Rosa se convirtió para mí –tomando el relevo de mi buen amigo Peyo, que ya vive en el País de la Alegría– en la voz del salón, canto de la vida y fuente de ilusión.

Entonces, ya todo fue un juego de niños. Yo la llamaba, a distancia, mirándola, y ella, ilusionada, alzaba la vista. Mientras me acercaba, la saludaba con voz viva y ella fijaba sus ojos en mí y abría su corazón. Luego, la rodeaba con el brazo, le estampaba siete besos en la mejilla, le decía cuatro cuchufletas y estallaba su risa. Así, un día y otro día, nos juntábamos tres niños para ser felices –el otro era Dios, que nunca se perdió la fiesta.

Pasaron los días y cumpliéronse meses a su lado, a golpe de caricia, eterna primavera. Sin darme cuenta, dupliqué el cariño, gozando más todavía de su presencia, hasta que un buen día, Miguel Ángel me anunció que la iban a cambiar de residencia. Y no lo puedo negar: ¡me inundó la alegría, la alegría de haber vivido apasionadamente a su lado!.

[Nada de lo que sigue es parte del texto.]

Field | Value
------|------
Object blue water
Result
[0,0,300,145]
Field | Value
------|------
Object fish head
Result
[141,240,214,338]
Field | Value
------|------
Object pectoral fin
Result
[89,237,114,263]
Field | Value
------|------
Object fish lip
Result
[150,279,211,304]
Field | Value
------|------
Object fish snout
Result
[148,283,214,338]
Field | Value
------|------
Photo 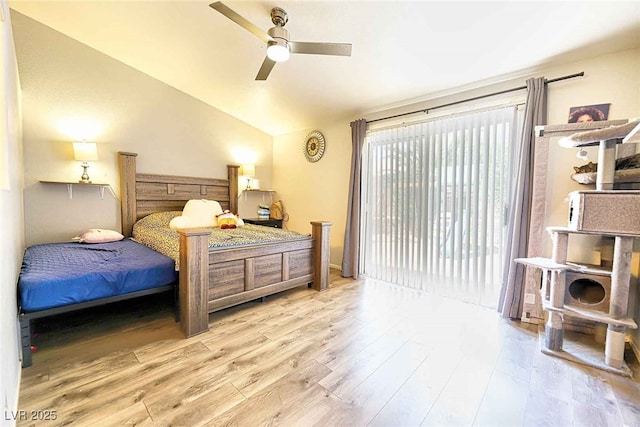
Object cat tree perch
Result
[560,121,640,190]
[515,121,640,376]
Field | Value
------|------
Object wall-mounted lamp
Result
[239,163,256,190]
[73,141,98,184]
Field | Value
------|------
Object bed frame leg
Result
[19,314,33,368]
[178,228,211,337]
[311,221,331,291]
[173,283,180,323]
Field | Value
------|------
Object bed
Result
[118,152,331,337]
[18,239,178,367]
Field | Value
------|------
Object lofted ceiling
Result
[9,0,640,135]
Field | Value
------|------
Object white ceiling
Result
[9,0,640,135]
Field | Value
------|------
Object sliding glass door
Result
[361,106,518,306]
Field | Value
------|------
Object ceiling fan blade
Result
[289,42,351,56]
[209,1,272,43]
[256,57,276,80]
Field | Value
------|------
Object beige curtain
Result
[498,77,547,319]
[342,119,367,279]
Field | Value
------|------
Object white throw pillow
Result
[169,199,222,230]
[76,228,124,243]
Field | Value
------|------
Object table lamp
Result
[73,141,98,184]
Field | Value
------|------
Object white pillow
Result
[76,228,124,243]
[169,199,222,230]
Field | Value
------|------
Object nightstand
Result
[242,218,282,228]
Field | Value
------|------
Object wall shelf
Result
[40,180,116,200]
[238,188,276,202]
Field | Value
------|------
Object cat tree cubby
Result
[515,121,640,376]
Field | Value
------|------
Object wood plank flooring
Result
[18,271,640,426]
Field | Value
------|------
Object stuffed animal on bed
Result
[216,210,244,230]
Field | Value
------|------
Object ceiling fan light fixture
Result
[267,39,291,62]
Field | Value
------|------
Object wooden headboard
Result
[118,151,239,237]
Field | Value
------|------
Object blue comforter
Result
[18,239,177,312]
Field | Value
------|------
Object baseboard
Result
[3,365,22,427]
[629,340,640,362]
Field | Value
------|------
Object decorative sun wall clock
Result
[304,130,325,162]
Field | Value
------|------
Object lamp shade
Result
[73,142,98,162]
[240,163,256,177]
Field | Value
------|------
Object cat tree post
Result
[596,139,617,190]
[545,232,569,351]
[604,236,633,369]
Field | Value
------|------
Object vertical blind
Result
[361,106,518,307]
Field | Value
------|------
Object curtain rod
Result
[367,71,584,124]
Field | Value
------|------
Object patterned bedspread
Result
[133,211,308,270]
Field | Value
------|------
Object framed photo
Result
[568,104,611,123]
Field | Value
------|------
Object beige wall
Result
[273,121,351,267]
[0,2,24,426]
[274,49,640,356]
[545,49,640,357]
[12,11,272,245]
[544,49,640,262]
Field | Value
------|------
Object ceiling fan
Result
[209,1,351,80]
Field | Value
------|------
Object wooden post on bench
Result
[178,228,211,337]
[311,221,331,291]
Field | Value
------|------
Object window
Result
[361,106,518,306]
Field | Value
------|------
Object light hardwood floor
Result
[18,271,640,426]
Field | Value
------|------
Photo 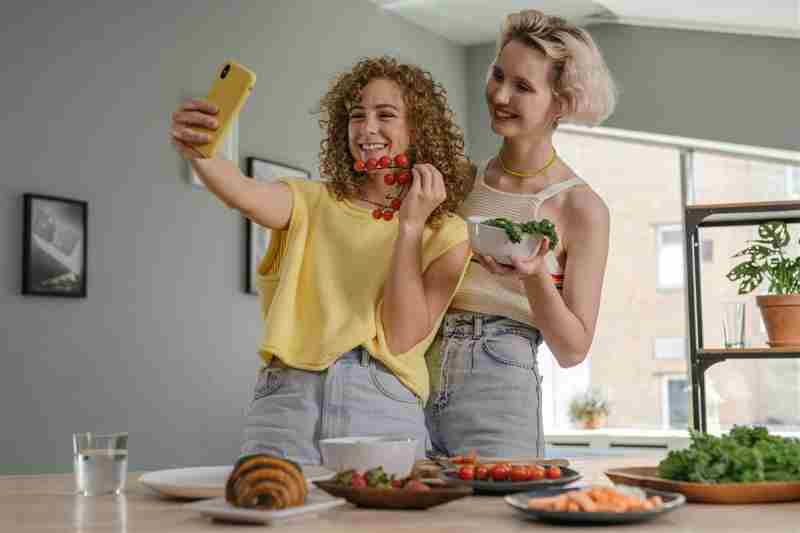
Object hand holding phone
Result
[172,61,256,159]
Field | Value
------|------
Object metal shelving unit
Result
[683,201,800,432]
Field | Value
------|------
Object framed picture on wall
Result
[22,193,89,298]
[245,157,311,294]
[186,119,239,189]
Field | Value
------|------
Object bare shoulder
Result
[563,177,610,226]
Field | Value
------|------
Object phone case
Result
[196,61,256,157]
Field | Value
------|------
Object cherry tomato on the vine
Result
[489,463,511,481]
[545,466,561,479]
[458,465,475,481]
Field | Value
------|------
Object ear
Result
[551,95,568,126]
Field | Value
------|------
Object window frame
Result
[661,371,692,429]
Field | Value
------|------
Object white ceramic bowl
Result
[319,436,419,477]
[467,216,542,265]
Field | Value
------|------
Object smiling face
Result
[348,78,411,168]
[486,41,558,137]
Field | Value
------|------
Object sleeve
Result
[256,178,323,320]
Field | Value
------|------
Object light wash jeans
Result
[242,347,429,464]
[425,311,544,457]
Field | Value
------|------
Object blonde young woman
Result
[171,57,469,464]
[426,11,615,457]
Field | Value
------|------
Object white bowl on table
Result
[319,436,419,477]
[467,216,542,265]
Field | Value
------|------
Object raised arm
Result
[381,165,470,354]
[170,99,292,229]
[523,191,609,368]
[475,189,609,368]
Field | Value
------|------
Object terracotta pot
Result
[756,294,800,347]
[581,414,606,429]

Su mente no era capaz de reconocer la mayor parte de las comunicaciones orales, sin embargo, la lucidez reinaba en su cerebro cuando al oído le decía: “Rosita, yo te quiero, ¿tú me quieres?”. Entonces, paraba su actividad dos o tres segundos, se concentraba y me respondía con toda contundencia: “¡sí!”. Y le decía: “¿me das un beso?”. Y la respuesta era un tequiero en dos versiones: estrellándome en la mejilla un gigante beso de niña o, impulsada por la emoción, lanzándome un mordisco juguetón.  

Ahora, no la tengo en su plena preciosa presencia, la echo de menos, tendré que moverme para ir a verla a la nueva residencia, pero… en mí habita una sonrisa que lleva su nombre.

Doy gracias hondas al Creador por su singular primorosa flor: Rosa. Y por ponerla tan cerca de mí y besarme la piel con sus vientos de colores. Y también por Carmen: por su dulzura y su mirada cariñosa. Y, de forma especial, por Miguel Ángel: por su sensibilidad amante, su vista tan fina, su luz tan azul.

Así dice un pedazo de la canción de Rosana, de la que he tomado el título de estas letras:

Tú, furia de color, te cuelas en mi voz
Tú, juegas al pasar, sonríes y, después, te vas

Querida Rosa, niña amiga: gracias por reavivar la hoguera de mi alegría con el formidable fuelle de tu corazón, por llenar mi camino de mil colores y aromas.